Rehber | Kategoriler | Konular
MAHMuD SaMiNi
on dokuzuncu yüzyılda Anadolu'da yetişen evliyânın meşhurlarından. Erzurum'un Palu kasabasının Hun köyünde doğdu. Doğum târihi bilinmemektedir. 1897 (H.1315)'de Palu'da vefât etti. Seyyiddir. Yâni Peygamber efendimizin soyundandır. Kabri Murâd Suyunun kenarındadır. Şâfiî mezhebinde ve tasavvufda mütehassıstı. Tasavvufta hocası Ali Septî'dir. On üç sene hocasına hizmet ederek, ders ve sohbetlerinde kemâle erdi. Tasavvufta yirmiye yakın velî yetiştirdi. En meşhûr talebeleri; Harput'lu Hâfız Osman Bedreddîn (İmâm Efendi) ve o zamânın Erzurum kazâsı olan Kığı kasabasında Hacı Yûsuf Efendi ile oğlu Muhammed Efendi ve Kığı müftîsi Muhammed Nûreddîn Efendidir.
Mahmûd Sâminî hazretleri, en başta gelen talebesi Hâfız Osman Bedreddîn'i yetiştirmek için çok gayret sarfetmiş, onu tasavvufta kemâle erdirmek için mânevî işâretler almıştır. Daha o, huzûruna gelip talebe olmadan geleceğini ve vasıflarını belirtmiş, başından geçen önemli hâdiselere işâret etmiştir. Netîcede onu tasavvufta yetiştirip kemâle erdirmiş ve böylece 200.000 kişiden ziyâde insanın kurtularak, sâlih mü'min olmasına sebep olmuştur.

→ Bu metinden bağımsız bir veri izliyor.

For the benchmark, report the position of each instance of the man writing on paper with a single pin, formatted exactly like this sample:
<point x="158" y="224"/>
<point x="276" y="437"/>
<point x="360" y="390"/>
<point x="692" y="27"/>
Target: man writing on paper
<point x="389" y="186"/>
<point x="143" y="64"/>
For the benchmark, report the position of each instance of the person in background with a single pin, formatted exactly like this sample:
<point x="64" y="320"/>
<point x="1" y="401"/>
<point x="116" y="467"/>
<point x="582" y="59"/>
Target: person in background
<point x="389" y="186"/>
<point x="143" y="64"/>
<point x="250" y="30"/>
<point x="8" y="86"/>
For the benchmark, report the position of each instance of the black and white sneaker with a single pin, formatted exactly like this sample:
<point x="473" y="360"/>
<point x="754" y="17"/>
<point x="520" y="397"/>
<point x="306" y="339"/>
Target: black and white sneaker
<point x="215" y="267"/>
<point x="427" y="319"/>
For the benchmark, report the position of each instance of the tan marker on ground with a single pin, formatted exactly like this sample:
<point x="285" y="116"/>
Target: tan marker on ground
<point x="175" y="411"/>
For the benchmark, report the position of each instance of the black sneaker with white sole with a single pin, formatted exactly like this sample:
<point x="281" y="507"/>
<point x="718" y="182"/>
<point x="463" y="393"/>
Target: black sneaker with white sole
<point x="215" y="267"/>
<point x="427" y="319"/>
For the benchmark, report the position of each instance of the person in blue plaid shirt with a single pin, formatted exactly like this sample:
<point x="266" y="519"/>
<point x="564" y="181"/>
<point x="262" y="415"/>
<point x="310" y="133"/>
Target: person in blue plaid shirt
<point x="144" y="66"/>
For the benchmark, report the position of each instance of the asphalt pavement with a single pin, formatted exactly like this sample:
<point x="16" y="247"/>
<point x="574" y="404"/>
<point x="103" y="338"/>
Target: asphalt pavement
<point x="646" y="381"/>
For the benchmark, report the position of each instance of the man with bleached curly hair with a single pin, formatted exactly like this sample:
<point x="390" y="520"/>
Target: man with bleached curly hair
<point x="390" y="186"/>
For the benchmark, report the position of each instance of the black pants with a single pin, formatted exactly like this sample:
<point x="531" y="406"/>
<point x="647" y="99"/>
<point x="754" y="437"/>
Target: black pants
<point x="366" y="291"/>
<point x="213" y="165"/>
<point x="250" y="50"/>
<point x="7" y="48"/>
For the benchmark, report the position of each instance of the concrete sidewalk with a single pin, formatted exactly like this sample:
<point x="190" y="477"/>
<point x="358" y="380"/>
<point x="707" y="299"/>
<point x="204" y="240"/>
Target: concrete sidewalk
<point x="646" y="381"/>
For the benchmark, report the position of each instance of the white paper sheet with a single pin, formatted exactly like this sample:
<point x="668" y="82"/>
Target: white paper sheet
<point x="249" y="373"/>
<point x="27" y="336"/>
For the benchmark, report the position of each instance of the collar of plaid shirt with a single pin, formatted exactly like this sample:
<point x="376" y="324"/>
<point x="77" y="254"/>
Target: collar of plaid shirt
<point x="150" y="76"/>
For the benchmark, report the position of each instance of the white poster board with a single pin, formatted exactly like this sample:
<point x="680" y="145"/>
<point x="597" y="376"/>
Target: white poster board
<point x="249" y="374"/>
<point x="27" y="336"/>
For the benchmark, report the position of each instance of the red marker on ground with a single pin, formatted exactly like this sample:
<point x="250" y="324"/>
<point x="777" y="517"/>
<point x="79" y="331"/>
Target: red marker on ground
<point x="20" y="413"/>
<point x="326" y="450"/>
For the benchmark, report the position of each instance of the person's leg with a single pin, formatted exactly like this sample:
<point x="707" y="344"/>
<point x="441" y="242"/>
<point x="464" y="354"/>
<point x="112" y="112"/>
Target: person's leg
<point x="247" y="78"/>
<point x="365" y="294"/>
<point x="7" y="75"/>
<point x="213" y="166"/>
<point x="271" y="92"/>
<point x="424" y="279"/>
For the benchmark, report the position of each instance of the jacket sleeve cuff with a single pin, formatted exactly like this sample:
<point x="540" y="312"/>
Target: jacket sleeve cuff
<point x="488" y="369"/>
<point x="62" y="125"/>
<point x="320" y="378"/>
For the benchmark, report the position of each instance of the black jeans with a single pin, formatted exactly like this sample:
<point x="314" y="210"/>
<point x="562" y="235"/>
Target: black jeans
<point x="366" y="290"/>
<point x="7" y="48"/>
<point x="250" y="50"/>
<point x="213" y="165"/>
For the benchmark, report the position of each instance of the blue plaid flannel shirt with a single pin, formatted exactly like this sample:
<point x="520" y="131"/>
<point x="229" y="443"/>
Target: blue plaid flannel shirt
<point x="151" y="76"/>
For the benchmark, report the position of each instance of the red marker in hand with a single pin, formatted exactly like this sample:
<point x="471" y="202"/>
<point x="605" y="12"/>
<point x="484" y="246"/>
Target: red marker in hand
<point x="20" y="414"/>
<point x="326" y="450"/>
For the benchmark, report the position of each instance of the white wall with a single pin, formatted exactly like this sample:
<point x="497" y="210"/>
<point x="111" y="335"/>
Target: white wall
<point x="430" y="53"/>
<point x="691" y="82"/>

Sâminî hazretlerinin Hâfız Osman Bedreddîn hazretlerine nasîhatlerinden bâzıları:
?Hâfız! Bir çocuk tahsîl çağına geldiği zaman, okuyup yazmaya nasıl harfleri öğrenmekle başlarsa, Hakk'a ermek de tavsiye edeceğim şu hususlara uymakla gerçekleşir:
1) Allahü teâlâyı tanımak, 2) Muhabbetullah (Allahü teâlâya muhabbet), 3) Gönlü toplamak, 4) Teslimiyet, 5) Nefsin arzularına uymamak, 6) Bu yolda gayret göstermek, 7) Halk içinde Hak ile olmak, 8) Çok salevât okumak, 9) Kelime-i Tevhidi çok söylemek, 10) Az yemek, 11) Temiz giyinmek, 12) Halka faydalı olmak, 13) Mütehallik olmak (güzel ahlâk sâhibi olmak), 14) Mürşide itâat, 15) Arkadaşlarına şefkat, 16) Âleme ibret nazarı ile bakmak, 17) Vaktin kıymetini bilmek, 18) Hükûmete itâat, 19) Hasedden ârî ve uzak olmak, 20) Kimseye buğz ve düşmanlık etmemek, 21) Komşu hakkını ileri tutmak, 22) Sözünün eri olmak, 23) Kendini tanımak, 24) Dünyâdan lüzumu kadar nasîb almak, 25) Âhireti unutmamak, 26) Doğruluktan ayrılmamak, 27) Haddi aşmamak, 28) Huzurla sükûn bulmak. Tasavvufun elifbâsı bunlardır. İnsanlar arasında aşk ateşiyle dolaş, fenalıkları yak, iyilikleri besle. İnsanı insana yaklaştır, Hakk'a ulaştır. Aslâ ilmine güvenme, fadlına kanma. Dünyâya aldanma, nefsine uyma, şeytanı at. Aşk ile yan, şevk ile kalk. Peşinden gelenleri ne olursa olsun iyi gözet, sapıkları düzelt. Huzûra dikkat, her sözün hakîkat, görüşlerin mârifet olsun.
Hâfız! Makâm-ı irşâd bir şimşektir. Çaktığı vakit etrâfını aydınlatır ve düştüğü yeri de yakar. Mârifet; o aydınlığı insanların kararan kalbine nüfûz ettirmek (sokmak) ve kalbleri aydınlatmaktır.
Tasavvufta yol bir arı kovanına benzetilmiştir. Arı gibi gâyet muntazam çalışmak ve arı gibi bal yapmak, karıncalar gibi kanâatkâr olmak lâzımdır. Bal yapmak idrâkine eriştiğinde, bu şifâlı baldan Müslüman kardeşlerine tattırmak elzemdir. Çalışanlar tadını alır. Çalışmayanları da çalıştırmak rehberin vazîfesidir. Mahlukâtın yaratılışındaki güzellikte, ilâhî hikmetler var. Bunlarda esrâr-ı mevcûddur.